Soccer Leagues of America, Inc. (SLA), an organization
formed to develop and manage professional minor indoor
soccer leagues across North America, will begin operation
with the '98-99 fall/winter indoor season. The OH-based
group has also entered into a major league/minor league
working relationship with the NPSL. OH-based attorney, and
former NPSL franchise owner, Richard Chernesky was named SLA
President. The SLA's plans include the formation of soccer
leagues comprised of a minimum of six to eight teams to
begin play this fall. It will also look to develop players,
referees and front office personnel for major league pro
soccer. SLA will target cities that may not have the arena
or population size to support an NPSL team (SLA).
MORE SOCCER: The NPSL Philadelphia Kixx drew a
franchise-record crowd of 12,239 at CoreStates Spectrum for
their game against the Edmonton Drillers on Saturday
(PHILADELPHIA INQUIRER, 1/11)....MLS Commissioner Doug Logan
was in Philadelphia and said, "We make no bones about the
fact that we are vitally interested in Philadelphia as a
place to expand to during the next round of expansions.

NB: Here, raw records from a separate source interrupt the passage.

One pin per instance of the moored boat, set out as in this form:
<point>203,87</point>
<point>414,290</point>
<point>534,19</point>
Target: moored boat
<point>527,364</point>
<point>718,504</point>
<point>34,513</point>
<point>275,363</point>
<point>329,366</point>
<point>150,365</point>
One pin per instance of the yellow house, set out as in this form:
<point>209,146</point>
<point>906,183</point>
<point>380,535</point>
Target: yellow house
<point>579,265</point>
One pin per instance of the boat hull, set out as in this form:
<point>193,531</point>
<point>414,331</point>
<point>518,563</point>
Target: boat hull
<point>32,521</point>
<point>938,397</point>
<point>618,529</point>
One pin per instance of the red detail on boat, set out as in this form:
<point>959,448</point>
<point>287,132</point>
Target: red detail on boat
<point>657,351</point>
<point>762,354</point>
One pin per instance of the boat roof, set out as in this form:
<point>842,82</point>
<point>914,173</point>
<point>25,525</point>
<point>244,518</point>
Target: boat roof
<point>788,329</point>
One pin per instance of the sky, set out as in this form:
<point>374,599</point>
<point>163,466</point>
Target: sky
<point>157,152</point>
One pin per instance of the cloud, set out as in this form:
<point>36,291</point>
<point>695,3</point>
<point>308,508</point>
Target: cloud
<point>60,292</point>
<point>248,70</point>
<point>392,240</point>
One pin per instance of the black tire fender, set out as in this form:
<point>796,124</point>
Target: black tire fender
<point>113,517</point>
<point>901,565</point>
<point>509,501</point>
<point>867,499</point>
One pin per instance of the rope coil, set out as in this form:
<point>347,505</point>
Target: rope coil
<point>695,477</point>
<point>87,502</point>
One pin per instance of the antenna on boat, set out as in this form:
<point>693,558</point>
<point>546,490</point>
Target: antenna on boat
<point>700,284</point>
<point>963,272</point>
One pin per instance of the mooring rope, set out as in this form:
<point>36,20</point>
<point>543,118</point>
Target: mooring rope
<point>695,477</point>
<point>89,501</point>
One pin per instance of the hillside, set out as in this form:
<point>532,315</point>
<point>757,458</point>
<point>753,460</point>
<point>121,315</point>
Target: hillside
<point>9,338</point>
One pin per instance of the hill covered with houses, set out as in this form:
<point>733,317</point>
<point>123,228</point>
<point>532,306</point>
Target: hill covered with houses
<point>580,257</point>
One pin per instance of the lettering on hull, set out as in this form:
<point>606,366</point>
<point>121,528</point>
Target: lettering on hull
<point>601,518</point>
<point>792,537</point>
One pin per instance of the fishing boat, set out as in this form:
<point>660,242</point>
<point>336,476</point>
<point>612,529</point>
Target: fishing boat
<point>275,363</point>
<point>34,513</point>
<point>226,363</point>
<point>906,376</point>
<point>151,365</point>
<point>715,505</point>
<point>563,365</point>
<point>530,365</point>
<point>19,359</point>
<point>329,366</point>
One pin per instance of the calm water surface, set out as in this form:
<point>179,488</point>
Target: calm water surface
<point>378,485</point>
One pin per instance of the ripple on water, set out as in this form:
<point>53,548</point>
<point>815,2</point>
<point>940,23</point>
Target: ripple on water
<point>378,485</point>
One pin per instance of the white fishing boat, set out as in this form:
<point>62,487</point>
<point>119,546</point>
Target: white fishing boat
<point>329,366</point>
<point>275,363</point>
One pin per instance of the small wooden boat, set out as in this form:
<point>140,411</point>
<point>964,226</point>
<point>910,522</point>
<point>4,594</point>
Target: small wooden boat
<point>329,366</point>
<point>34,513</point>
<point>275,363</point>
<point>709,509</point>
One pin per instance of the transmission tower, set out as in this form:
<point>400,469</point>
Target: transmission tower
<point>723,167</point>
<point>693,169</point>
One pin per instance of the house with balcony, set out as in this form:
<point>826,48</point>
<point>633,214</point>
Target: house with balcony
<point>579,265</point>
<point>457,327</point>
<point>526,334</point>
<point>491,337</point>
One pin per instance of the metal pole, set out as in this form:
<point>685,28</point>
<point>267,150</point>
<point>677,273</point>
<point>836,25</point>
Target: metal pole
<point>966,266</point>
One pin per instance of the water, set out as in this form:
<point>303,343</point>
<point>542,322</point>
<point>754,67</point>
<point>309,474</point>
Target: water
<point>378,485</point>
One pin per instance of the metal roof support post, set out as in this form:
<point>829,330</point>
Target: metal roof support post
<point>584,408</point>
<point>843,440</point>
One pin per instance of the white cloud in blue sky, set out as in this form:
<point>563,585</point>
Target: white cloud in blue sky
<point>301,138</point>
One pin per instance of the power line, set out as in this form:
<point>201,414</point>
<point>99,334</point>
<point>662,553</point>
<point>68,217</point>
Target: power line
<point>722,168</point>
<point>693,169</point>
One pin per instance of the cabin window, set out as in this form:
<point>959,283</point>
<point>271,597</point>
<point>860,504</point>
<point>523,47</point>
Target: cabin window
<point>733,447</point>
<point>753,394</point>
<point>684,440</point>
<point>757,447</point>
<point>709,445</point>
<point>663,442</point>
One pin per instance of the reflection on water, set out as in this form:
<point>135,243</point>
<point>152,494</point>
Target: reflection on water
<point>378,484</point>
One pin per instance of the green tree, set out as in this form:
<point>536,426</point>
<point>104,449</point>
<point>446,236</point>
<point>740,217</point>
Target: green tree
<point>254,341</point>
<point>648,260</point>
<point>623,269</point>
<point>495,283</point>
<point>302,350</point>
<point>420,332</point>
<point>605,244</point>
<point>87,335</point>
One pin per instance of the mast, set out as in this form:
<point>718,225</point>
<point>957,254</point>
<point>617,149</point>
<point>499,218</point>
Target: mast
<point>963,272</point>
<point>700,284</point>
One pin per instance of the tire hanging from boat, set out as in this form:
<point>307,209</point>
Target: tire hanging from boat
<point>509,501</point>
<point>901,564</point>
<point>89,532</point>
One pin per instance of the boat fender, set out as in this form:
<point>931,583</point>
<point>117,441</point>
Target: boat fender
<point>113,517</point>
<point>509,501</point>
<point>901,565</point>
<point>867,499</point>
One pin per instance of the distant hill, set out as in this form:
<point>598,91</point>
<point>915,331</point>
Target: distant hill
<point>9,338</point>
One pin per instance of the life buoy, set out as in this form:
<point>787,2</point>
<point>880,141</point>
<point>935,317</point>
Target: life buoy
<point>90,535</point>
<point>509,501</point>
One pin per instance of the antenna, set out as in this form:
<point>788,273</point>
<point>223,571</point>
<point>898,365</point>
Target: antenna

But, we need a facility where we can play our game and none
presently exist" (PHILADELPHIA DAILY NEWS, 1/10).
The NFL "has asked its" five TV partners to pay a
"combined increase of nearly 70%, for a total of about $1.85
billion annually, to retain broadcast rights," according to
sources of Stefan Fatsis of the WALL STREET JOURNAL. The
incumbents -- ABC, Fox, NBC, ESPN and Turner --"have been
summoned" for meetings today and tomorrow at the NFL's N.Y.
offices and league execs "have told the networks they want
to announce a final deal Wednesday." Sources add that the
league "plans to let CBS enter the bidding if any of the
incumbents seeks to switch from their current programming."
Fatsis writes that the NFL "is demanding a longer contract,
for either five or six years, with the league holding an
option to extend the deal to a total of eight years."
Fatsis also reports that the Monday night package "should
have extra allure because the NFL has decided to move its
starting time" from 9:00pm to 8:00pm ET, giving it "the
entire prime-time evening in the East" (WALL STREET JOURNAL,
1/12). In N.Y., Richard Sandomir reports that the NFL "is
seeking eight-year deals, according to participants in the
talks." Sandomir writes that the league "would have the
option of opening up the contract during the deal, which it
could exercise to get more money if the advertising market
gets better than it already is" (N.Y. TIMES, 1/12).
MORE SOURCES: In DC, Leonard Shapiro writes that league
sources said CBS Sports "is still very much in the running
for a piece of the action," and that it is "reportedly very
interested in the Monday night schedule," as well as "other
packages" (WASHINGTON POST, 1/12).
NO CBA DEAL: On Sunday, NBC's Will McDonough reported
that Steelers Owner Dan Rooney told him that "there's going
to be no" extension of the current CBA ("NFL on NBC," 1/11).
The AVP Board of Directors announced that Harry Usher
has been named the AVP's interim CEO, effective immediately.
Usher replaces previous CEO Jerry Solomon. In a statement,
the AVP announced that Solomon's consulting agreement was
mutually terminated by his management company, P.S.
StarGames, and the AVP Board. Usher was COO of the '84
Summer Olympics in L.A., and also served as Commissioner of
the USFL and President & CEO of Dorna USA. The AVP
celebrates its 15th anniversary in '98 and the Miller
Lite/AVP Tour's six-month season starts in March (AVP).
CALIFORNIA DREAMING: BRANDWEEK's Terry Lefton reports
that Solomon is "out" after "a player uprising." Lefton
adds that sources said "players were distressed about the
league's financial condition and its hq being in Boston,
where Solomon lives," instead of CA. Usher's post "is said
to be on a three-month interim basis" (BRANDWEEK, 1/12).